Living in the real world getting this below 20% is exceptionally good, and below 25% is still very good. 44%, however, tells them that they need to look at this carefully to see how they can streamline tasks.

– What happened on Thursday when 75% of their day was consumed by these activities? Did they need to spend almost 50% of the day working on emails?
– Is there some way to minimise the time spent on ‘Other Admin’?
– Was there a way for them to have left the budget meeting sooner? For further tips on ensuring that the meetings that you attend run promptly and effectively see this article on improving meetings.

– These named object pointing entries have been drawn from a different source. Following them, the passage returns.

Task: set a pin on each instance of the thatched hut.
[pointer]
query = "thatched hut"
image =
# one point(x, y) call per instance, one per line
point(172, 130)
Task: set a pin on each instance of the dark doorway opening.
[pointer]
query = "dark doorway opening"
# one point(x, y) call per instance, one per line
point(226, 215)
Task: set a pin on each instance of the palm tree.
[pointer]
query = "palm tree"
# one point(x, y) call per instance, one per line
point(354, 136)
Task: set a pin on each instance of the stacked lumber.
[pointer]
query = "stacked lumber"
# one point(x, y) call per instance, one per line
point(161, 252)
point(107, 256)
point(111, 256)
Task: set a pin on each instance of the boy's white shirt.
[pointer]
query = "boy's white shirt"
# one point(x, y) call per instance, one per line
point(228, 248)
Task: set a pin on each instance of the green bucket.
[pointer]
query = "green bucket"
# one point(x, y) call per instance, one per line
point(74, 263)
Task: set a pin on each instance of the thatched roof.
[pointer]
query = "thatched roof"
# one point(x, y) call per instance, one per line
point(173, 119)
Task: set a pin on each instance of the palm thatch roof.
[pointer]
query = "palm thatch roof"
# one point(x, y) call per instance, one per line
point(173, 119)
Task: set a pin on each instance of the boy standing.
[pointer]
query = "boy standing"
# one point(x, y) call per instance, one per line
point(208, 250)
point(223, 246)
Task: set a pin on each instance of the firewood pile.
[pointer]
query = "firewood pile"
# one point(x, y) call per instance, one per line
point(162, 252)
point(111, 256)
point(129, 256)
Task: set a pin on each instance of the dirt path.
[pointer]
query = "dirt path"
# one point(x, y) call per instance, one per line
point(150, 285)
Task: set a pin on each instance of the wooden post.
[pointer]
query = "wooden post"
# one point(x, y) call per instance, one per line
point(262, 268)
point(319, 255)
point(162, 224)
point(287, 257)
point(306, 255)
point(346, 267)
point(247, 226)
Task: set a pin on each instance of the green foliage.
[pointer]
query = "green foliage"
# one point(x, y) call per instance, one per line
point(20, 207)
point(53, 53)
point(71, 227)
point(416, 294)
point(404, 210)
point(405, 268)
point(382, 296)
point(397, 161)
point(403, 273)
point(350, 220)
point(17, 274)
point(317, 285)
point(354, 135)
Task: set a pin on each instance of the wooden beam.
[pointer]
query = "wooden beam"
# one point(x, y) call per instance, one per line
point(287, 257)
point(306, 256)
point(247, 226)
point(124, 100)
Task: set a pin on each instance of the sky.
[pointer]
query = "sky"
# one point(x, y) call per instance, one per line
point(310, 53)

Obviously, the possible solutions are endless but until you see how you spend your time clearly in black and white you don’t know where you need to focus.

NOTES:

1. Categorisation:

This is all in context. In this example, I’ve put the ‘Marketing Meeting’ in the no value category as it wasn’t a meeting that they needed to attend or could particularly contribute to.

Contrast that with the budget meeting which they did have to attend as part of their role in the sales team. They didn’t lead or contribute substantially as a junior member so it is an orange task.

The category a task goes into has to be looked at in the context of the individual’s role. The marketing meeting would be a high-value activity for members of the marketing team.

Similarly ‘Monthly Expenses’ and ‘Travel Planning‘ are in the no value category as this is something that the team has an assistant to deal with and book for them.

2. Why You’ll Be More Efficient During the Audit

If you’re honest when recording your time the time when you ‘lose focus’ is going to drastically diminish.

We’ve all needed to look something up on the web for work and thought oh I’ll just check Facebook while I’m here, to find ourselves looking at something completely different 15 minutes later.

The act of having to record your time will make you conscious of how you spend it. You’re not going to want to admit that the ‘checking supplier details on the web’ task that should have taken 5 minutes either:

– Actually took 25 minutes
– Took 5 minutes but then add another line saying “9.28 – 9.48 – Facebook”

Being forced to be mindful of how you spend your day will more than make up for the time that you spend recording how you spend your time.

You will also probably find that your energy levels rise as well. Knowing that you are focusing on and progressing your key targets is a great form of motivation.